A common belief in today’s society is that you have to pursue what you love with passion and treat it exclusive than other values. Therefore, people around you seem to be on their way of living. They live very busy and spend their time fruitfully for their goals. Some of them take more courses than you, participate in one or more external activities, and start new part-time jobs or join new clubs. People who are into activities that they are passionate about are attractive, because they seem to found a long-term and good reason to live their life, not bothered by some failure, and full of selfconfidence. When you are surrounded by these people, living in their best time, you are likely to think that you should be more enthusiastic and ambitious with your life.
However, there are moments when you realize what you were passionate about is not what you truly wanted, or not meaningful to you anymore. It happens because personal interests and values move on over time, which also cause changes in life priority. But when it’s time to decide whether to stop or to maintain past passion, people can hardly choose to quit it. Since being passionate for long time is evidence of overcoming all difficulties and achieving by intense endeavors in the past, people can’t easily give up on it. Also, passion is easy to be misunderstood as pure destiny, not reward, that it may fade in difficult situations but eventually is the main value to follow. But passion is what comes after giving time and effort, grows as you put more investments, which later turns into guilty and regrets. This ‘sunk cost fallacy’ blocks you from quitting from what you’ve been doing, although it does not offer needed experiences anymore.

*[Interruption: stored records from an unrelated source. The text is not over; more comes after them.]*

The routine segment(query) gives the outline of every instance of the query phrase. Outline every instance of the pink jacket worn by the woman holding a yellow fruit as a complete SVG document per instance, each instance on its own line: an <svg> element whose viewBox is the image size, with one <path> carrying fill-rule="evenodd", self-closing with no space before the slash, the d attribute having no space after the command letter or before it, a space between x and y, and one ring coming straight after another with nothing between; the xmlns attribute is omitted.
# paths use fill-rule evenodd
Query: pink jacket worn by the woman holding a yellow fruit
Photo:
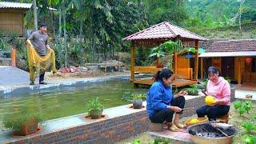
<svg viewBox="0 0 256 144"><path fill-rule="evenodd" d="M230 106L230 84L224 78L219 77L218 82L207 82L207 94L214 96L217 99L222 99L225 106Z"/></svg>

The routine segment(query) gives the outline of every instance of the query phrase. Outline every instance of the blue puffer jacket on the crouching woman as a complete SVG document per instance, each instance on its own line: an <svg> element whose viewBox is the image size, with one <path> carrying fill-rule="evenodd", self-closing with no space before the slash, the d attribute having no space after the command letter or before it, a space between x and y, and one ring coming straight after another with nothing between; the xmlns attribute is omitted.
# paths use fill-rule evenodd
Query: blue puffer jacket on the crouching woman
<svg viewBox="0 0 256 144"><path fill-rule="evenodd" d="M146 97L146 111L150 117L158 111L166 109L167 105L174 99L171 86L163 82L154 82Z"/></svg>

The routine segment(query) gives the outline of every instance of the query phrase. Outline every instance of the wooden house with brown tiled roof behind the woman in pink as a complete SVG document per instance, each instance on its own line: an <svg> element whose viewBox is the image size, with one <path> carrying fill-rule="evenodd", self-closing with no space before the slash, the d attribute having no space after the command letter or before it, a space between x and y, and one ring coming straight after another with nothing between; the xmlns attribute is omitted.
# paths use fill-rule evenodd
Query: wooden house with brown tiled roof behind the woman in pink
<svg viewBox="0 0 256 144"><path fill-rule="evenodd" d="M216 66L232 81L256 83L256 39L213 42L201 58L201 77L209 66Z"/></svg>

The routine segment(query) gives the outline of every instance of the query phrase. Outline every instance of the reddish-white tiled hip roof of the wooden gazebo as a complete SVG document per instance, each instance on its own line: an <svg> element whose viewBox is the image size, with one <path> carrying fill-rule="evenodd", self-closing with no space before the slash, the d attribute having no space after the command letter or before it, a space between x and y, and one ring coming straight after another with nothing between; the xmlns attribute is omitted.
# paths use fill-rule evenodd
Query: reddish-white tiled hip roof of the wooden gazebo
<svg viewBox="0 0 256 144"><path fill-rule="evenodd" d="M179 26L175 26L170 22L161 22L157 25L150 26L149 28L139 31L135 34L131 34L126 38L122 38L124 41L132 40L146 40L146 39L162 39L162 38L181 38L195 39L199 41L206 41L207 38L203 38L198 34L194 34L189 30L185 30Z"/></svg>

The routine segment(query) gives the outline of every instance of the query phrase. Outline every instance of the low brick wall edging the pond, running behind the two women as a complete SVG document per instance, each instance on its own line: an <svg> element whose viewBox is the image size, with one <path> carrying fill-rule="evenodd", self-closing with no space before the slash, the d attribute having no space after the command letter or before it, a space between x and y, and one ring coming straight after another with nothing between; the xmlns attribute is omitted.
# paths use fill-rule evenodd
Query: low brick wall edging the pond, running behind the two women
<svg viewBox="0 0 256 144"><path fill-rule="evenodd" d="M231 90L231 102L234 101L234 90ZM186 107L182 117L195 114L199 106L204 105L204 97L186 100ZM125 106L126 110L131 110ZM111 108L118 110L118 107ZM108 114L110 116L110 114ZM81 117L81 116L80 116ZM102 118L88 124L72 126L64 130L50 131L44 134L31 134L26 137L12 138L6 143L113 143L130 138L142 132L150 130L150 120L146 109L134 110L132 114L126 114L115 118Z"/></svg>

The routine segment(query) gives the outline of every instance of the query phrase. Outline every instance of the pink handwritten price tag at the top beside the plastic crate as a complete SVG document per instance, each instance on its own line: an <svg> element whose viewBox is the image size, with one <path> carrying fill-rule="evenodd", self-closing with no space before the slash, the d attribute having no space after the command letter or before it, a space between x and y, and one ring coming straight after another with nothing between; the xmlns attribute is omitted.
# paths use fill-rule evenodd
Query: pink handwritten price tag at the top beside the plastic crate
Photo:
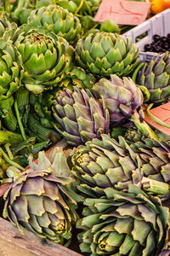
<svg viewBox="0 0 170 256"><path fill-rule="evenodd" d="M102 0L95 21L114 20L120 25L139 25L144 22L150 10L150 3L124 1L124 0Z"/></svg>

What’s worse is that once passion grows, it encourages you to do more than you thought of yourself. It may sound ironic, however, you can recognize its negative implication by a term ‘Passion pay’ in Korea. This term is coined to describe the social phenomenon that young interns or new university graduates are likely to be paid less or not paid, due to the justification that they are in a position of doing what they have long hoped and prepared for. It is ridiculous that being passionate at work substitutes remuneration but people still get deceived by this trick. Being excessively absorbed in passion, blinds your eyes and leads you to wrong decision, keeping up with the sunk cost. Renouncing what you’ve dedicated is difficult. Starting all over again is fearful. Being a beginner gets harder as we age. But the last thing you shouldn't do is being immersed in the sense of "doing something busy”. Working passionately or living diligently does not lead you to the point, unless it generates main values of your life. To prevent being a puppet of passion, you need to weigh what you are doing right now aligns to the main purpose of your life. In short, you should always have a time to pause and check whether you are still investing to the sunk cost of passion. Remember, quitting is sometimes a rational choice to make.